With “Team America: World Police” (Paramount), the new film from “South Park” co-creators Trey Parker and Matt Stone, the filmmakers echo 1998’s “South Park: Bigger, Longer, and Uncut” using an alternative medium. This time, their palette is puppets and their targets are action films, Hollywood actors, nationalist hubris and Kim Jong Il. “Team America” revolves around a titular elite task force and its hilariously inept and explosive struggle against world terrorism.
Stone spoke with The Hatchet about “Team America’s” unwillingness to fall into a partisan satirical standpoint.
“When you’re a celebrity and people ask you questions, you start to think you know everything about everything,” he said. “(Trey and I) know about making movies and now we know about making puppet movies, but I really don’t know anything about politics more than anybody else. I think we’re like most people, just down the middle with our personal political affiliation. Most people, unless you’re a rabid partisan, have mixed feelings about where America’s place is in the world.”

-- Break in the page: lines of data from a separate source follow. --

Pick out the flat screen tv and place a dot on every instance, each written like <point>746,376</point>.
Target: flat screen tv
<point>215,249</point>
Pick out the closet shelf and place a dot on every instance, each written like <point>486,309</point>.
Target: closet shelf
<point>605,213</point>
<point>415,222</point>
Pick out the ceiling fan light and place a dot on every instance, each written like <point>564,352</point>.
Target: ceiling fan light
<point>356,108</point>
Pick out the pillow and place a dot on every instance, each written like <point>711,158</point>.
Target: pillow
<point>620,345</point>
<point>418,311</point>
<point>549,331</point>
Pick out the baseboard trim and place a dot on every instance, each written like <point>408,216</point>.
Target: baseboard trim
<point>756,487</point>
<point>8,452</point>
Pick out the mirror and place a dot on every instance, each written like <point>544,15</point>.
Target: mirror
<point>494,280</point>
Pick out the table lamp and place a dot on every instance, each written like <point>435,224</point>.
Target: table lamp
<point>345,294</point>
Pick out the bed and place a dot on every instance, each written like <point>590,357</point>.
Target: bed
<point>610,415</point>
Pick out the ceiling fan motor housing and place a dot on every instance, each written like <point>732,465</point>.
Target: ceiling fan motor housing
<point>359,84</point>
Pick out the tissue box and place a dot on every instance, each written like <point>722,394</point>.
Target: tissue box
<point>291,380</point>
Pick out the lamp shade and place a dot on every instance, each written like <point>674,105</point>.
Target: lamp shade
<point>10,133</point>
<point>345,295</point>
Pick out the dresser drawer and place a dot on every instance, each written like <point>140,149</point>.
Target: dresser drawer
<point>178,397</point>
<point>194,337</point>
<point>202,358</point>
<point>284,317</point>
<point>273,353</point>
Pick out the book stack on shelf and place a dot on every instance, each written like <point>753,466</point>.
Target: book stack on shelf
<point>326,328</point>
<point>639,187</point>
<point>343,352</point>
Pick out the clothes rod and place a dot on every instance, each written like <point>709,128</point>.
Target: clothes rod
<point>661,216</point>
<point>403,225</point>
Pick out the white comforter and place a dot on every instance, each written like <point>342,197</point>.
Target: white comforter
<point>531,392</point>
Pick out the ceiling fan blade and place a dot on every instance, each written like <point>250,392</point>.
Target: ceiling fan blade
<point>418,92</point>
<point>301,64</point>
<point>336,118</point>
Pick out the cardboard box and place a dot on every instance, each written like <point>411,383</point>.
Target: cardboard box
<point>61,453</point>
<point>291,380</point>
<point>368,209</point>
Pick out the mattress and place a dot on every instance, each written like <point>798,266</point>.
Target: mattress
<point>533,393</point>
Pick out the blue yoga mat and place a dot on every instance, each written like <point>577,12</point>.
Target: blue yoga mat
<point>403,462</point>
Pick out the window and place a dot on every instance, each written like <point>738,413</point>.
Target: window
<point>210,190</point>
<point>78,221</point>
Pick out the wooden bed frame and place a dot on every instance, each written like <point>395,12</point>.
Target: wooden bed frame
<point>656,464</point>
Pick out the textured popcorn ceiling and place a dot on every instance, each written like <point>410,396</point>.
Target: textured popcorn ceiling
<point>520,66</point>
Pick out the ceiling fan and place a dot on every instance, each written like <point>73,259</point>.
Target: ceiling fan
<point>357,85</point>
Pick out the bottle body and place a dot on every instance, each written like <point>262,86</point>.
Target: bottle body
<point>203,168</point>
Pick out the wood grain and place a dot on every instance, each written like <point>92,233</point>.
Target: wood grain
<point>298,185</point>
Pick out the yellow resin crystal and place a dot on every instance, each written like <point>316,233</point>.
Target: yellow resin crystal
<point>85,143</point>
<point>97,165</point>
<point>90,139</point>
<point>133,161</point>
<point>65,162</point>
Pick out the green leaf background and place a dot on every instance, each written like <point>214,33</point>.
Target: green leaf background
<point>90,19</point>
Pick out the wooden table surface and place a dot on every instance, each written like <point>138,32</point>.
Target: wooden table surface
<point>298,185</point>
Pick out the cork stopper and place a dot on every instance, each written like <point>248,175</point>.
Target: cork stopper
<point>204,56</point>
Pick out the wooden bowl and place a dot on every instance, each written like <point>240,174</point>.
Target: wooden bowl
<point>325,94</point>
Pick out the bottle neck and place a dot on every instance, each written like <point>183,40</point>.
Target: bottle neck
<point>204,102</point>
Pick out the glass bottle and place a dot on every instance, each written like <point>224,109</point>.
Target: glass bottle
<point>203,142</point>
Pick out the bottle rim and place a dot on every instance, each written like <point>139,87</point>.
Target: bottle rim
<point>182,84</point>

“Team America” gleefully takes the piss out of overblown, breathlessly stupid action films like those of director Michael Bay (“The Rock,” “Armageddon”), fricasseeing all of the genre’s conventions. All of the film’s characters fit into cookie-cutter. Parker and Stone elicit performances from their puppets that are just as effective and believable as the typical human action film cast. The film’s dialogue features painfully stupid one-liners (“Hey, terrorist! Terrorize this!”) and an entire song deconstructs Bay’s “Pearl Harbor” using the poor quality of the film as a metaphor for one character’s love of another. The fact that director of photography Bill Pope is the same man that shot all three “Matrix” films only adds to the joke.

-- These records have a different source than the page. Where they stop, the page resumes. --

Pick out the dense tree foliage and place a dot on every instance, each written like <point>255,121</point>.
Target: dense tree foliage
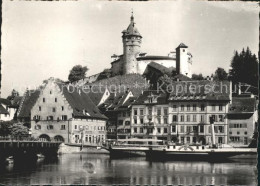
<point>244,68</point>
<point>77,72</point>
<point>220,74</point>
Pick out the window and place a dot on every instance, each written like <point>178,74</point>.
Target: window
<point>201,128</point>
<point>188,139</point>
<point>188,107</point>
<point>158,111</point>
<point>202,107</point>
<point>194,118</point>
<point>174,118</point>
<point>221,129</point>
<point>213,107</point>
<point>141,112</point>
<point>150,111</point>
<point>62,127</point>
<point>195,128</point>
<point>202,118</point>
<point>165,111</point>
<point>188,129</point>
<point>188,118</point>
<point>220,118</point>
<point>120,122</point>
<point>50,118</point>
<point>37,127</point>
<point>173,128</point>
<point>182,129</point>
<point>182,118</point>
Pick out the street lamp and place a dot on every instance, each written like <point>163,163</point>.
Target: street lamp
<point>69,130</point>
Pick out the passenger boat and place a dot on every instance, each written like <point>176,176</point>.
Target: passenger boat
<point>133,147</point>
<point>199,151</point>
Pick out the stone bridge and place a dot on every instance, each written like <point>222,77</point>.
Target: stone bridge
<point>27,150</point>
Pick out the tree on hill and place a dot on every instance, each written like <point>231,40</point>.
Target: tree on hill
<point>244,68</point>
<point>77,72</point>
<point>107,73</point>
<point>220,74</point>
<point>197,77</point>
<point>13,94</point>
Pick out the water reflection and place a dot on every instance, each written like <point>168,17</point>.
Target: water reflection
<point>100,169</point>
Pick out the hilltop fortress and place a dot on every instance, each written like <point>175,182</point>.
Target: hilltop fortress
<point>133,61</point>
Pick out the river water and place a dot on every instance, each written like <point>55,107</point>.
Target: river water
<point>100,169</point>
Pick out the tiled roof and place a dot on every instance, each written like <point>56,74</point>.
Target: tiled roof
<point>182,45</point>
<point>81,103</point>
<point>3,110</point>
<point>242,105</point>
<point>200,90</point>
<point>133,82</point>
<point>27,102</point>
<point>161,68</point>
<point>181,77</point>
<point>131,29</point>
<point>159,97</point>
<point>5,101</point>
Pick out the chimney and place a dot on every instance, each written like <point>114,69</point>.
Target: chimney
<point>239,88</point>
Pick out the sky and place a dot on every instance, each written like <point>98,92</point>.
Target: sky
<point>46,39</point>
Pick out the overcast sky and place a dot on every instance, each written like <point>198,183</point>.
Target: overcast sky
<point>46,39</point>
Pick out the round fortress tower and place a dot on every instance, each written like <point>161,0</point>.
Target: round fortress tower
<point>132,40</point>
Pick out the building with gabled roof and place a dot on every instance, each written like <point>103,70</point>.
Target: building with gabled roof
<point>242,120</point>
<point>63,112</point>
<point>133,61</point>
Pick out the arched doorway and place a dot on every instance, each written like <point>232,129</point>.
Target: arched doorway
<point>44,137</point>
<point>59,138</point>
<point>202,140</point>
<point>174,139</point>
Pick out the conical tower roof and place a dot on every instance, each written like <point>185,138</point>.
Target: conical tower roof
<point>131,29</point>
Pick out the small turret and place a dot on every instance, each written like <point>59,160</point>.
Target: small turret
<point>132,40</point>
<point>183,60</point>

The film also roasts the over-earnest political proclamations of actors like Alec Baldwin, Tim Robbins and Sean Penn. “We definitely tried to satirize what became, to us, the arrogance of Hollywood celebrities who can’t distinguish between their being famous for being good actors and thinking they actually know everything about the world there is to know,” said Stone.
The cartoonish portrayal of terrorists as gibberish-speaking and a choice subtitle that refers to Central America as being “south of the real America” lampoon the self-importance of post-9/11 American nationalism. The overwrought country singalong “Freedom Isn’t Free” and “America, Fuck Yeah!,” the chest-thumping Top Gun-style theme song of the film, also explode the balloon of mindless patriotism. And, as expected, the graphic puppet sex scene brought the house down.
All of the Parker/Stone conventions that made “Bigger, Longer and Uncut” so great are back in searing form. These days, when political trenches are being dug and everyone takes themselves much too seriously, the duo’s uniquely tasteless blend of high-minded satire and low scatological humor is just what the doctor ordered.